Vorarlberg gilt als einer der kreativen Hauptstandorte Österreichs, v.a. durch seine Architektur-Szene, aber hat nur einen einzigen kreativen Studiengang an der FH. Kann eine Region ohne Hochschule oder Universität auskommen?

Natürlich. Eindeutig ist aber auch, dass tertiäre Einrichtungen und insbesondere Universitäten eine Region gewaltig befruchten in jeder Hinsicht. Die Bereicherung findet auf wissenschaftlicher, bildender, kultureller und ökonomischer Ebene statt. Eine Region profitiert sehr davon, wenn sie eine tertiäre Einrichtung hat.

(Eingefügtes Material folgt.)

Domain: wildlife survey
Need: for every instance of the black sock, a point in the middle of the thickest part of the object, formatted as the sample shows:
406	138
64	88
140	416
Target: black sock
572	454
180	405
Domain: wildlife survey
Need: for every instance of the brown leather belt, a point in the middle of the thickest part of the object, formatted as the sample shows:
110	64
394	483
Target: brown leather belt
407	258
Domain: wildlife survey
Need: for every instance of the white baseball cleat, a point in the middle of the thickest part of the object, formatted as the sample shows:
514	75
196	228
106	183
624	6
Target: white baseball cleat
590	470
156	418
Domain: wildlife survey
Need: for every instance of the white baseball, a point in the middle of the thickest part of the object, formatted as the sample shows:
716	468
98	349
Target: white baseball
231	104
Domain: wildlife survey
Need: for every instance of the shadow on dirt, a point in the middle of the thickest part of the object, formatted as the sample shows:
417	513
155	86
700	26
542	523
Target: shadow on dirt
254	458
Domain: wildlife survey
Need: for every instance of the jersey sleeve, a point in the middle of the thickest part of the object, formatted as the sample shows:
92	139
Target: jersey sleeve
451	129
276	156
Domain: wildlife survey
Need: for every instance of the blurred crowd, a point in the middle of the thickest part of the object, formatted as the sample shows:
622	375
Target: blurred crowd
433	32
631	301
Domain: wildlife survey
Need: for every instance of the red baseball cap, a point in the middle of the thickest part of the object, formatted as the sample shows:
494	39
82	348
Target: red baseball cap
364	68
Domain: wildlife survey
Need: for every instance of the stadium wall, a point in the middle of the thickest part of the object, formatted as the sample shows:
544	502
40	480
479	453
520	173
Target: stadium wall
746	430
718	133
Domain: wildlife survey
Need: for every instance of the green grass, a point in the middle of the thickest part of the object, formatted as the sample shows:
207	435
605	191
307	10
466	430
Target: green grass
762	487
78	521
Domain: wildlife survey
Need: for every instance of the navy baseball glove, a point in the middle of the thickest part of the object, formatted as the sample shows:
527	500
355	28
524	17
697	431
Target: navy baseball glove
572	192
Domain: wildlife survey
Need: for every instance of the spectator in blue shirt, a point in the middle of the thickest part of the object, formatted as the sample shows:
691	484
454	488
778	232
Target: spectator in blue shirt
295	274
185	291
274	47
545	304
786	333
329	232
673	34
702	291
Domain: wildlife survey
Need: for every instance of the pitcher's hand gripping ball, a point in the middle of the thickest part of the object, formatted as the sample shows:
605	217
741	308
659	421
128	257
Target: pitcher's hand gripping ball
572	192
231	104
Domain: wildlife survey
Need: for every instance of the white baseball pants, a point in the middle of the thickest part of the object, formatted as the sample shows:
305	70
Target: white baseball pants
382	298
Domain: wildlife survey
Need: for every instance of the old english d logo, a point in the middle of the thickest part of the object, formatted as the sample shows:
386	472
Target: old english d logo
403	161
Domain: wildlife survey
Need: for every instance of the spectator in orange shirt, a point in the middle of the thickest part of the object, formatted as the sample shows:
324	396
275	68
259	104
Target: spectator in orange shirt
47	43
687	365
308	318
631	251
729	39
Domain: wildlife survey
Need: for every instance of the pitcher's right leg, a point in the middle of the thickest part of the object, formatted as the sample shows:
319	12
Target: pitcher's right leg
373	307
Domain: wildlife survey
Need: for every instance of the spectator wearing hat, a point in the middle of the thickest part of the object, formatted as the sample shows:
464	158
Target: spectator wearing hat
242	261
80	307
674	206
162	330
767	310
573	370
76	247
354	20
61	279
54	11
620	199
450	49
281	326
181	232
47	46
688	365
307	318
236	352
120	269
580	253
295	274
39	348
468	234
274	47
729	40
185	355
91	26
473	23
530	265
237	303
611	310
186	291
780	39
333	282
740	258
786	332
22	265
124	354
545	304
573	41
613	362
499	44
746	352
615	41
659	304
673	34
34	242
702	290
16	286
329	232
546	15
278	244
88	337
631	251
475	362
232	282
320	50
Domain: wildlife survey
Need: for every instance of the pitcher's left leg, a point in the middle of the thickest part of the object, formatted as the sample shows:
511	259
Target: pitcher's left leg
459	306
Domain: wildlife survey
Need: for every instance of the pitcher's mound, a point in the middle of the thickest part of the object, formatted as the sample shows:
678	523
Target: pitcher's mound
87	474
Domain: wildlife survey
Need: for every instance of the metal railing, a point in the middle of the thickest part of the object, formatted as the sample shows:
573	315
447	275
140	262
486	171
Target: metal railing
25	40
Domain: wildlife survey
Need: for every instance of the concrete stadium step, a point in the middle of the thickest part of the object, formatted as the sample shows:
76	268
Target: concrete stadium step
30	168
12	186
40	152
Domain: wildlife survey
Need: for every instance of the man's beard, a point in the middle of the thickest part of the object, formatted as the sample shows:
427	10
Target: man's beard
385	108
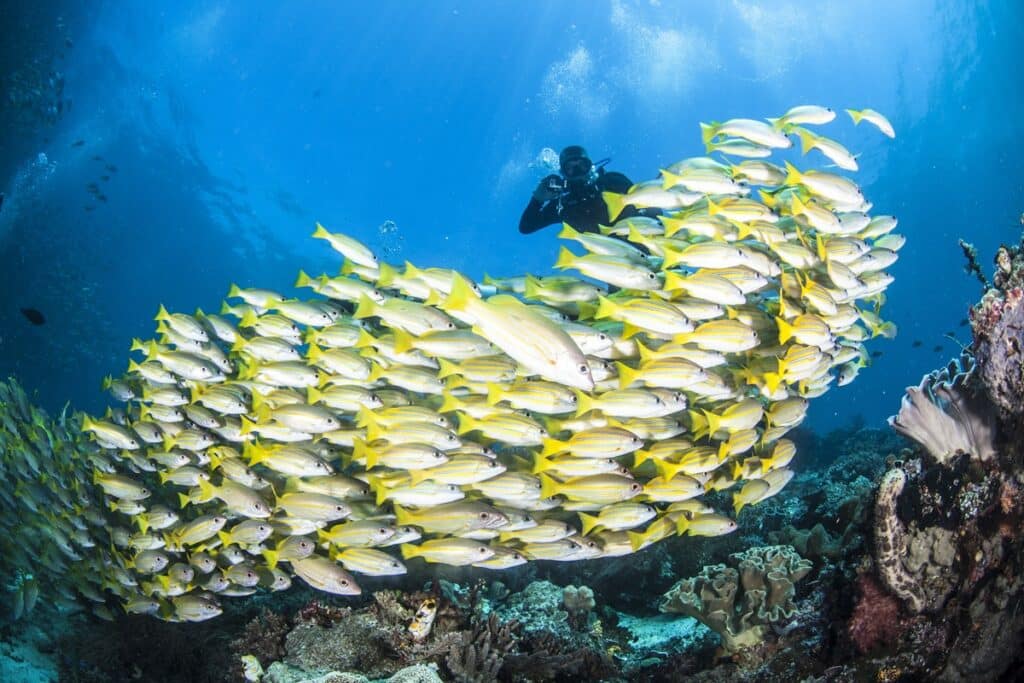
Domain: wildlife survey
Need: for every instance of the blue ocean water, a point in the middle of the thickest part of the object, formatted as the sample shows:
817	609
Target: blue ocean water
217	132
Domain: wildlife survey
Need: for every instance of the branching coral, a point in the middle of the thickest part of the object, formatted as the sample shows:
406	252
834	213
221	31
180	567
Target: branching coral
766	577
941	415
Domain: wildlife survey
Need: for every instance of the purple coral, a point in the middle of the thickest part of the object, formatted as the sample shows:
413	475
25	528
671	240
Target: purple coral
876	617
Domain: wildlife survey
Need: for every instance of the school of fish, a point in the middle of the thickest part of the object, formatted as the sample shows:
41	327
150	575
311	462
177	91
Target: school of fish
404	413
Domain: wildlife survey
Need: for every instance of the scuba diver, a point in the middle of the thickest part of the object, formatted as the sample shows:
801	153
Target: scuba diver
574	197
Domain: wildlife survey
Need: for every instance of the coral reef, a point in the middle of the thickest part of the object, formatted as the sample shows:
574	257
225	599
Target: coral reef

2010 hat FAS Research im Auftrag der WKO eine Netzwerkanalyse der österreichischen Kreativwirtschaft erstellt. Kreative Zentren sind nach Wien Graz und Vorarlberg, danach Salzburg und Oberösterreich. Niederösterreich war als Kreativstandort damals irrelevant, seither hat sich aber einiges getan. Nur, braucht jeder Wirtschafts-Standort eine Kreativwirtschaft oder reicht es, sich anders zu positionieren?

Was braucht man schon außer Essen und Luft? (Schmunzelt) Nein, ich muss Ihre Fragen ernster nehmen… Ich denke, es ist ganz eindeutig und klar, dass kreatives Potential jeder Gesellschaft nützt, es kann ja gar nicht anders sein. Die Antwort wird wohl, da man gerade nach dem Nutzwert fragt, in unterschiedlichen Konstellationen unterschiedlich ausfallen. Z.B wird er in einer Stadt günstiger Weise so ausfallen, dass er die Lebensqualität dieser Stadt erhöht. Ich denke jetzt z.B. an kreative Infrastruktur, aber auch an Kultur auf allen Ebenen. Es geht darum, dass jedes Leben immer in irgendeiner Weise kulturell durch- und überformt ist, und dass das in einer Stadt einen hohen Komplexitätsgrad erreicht.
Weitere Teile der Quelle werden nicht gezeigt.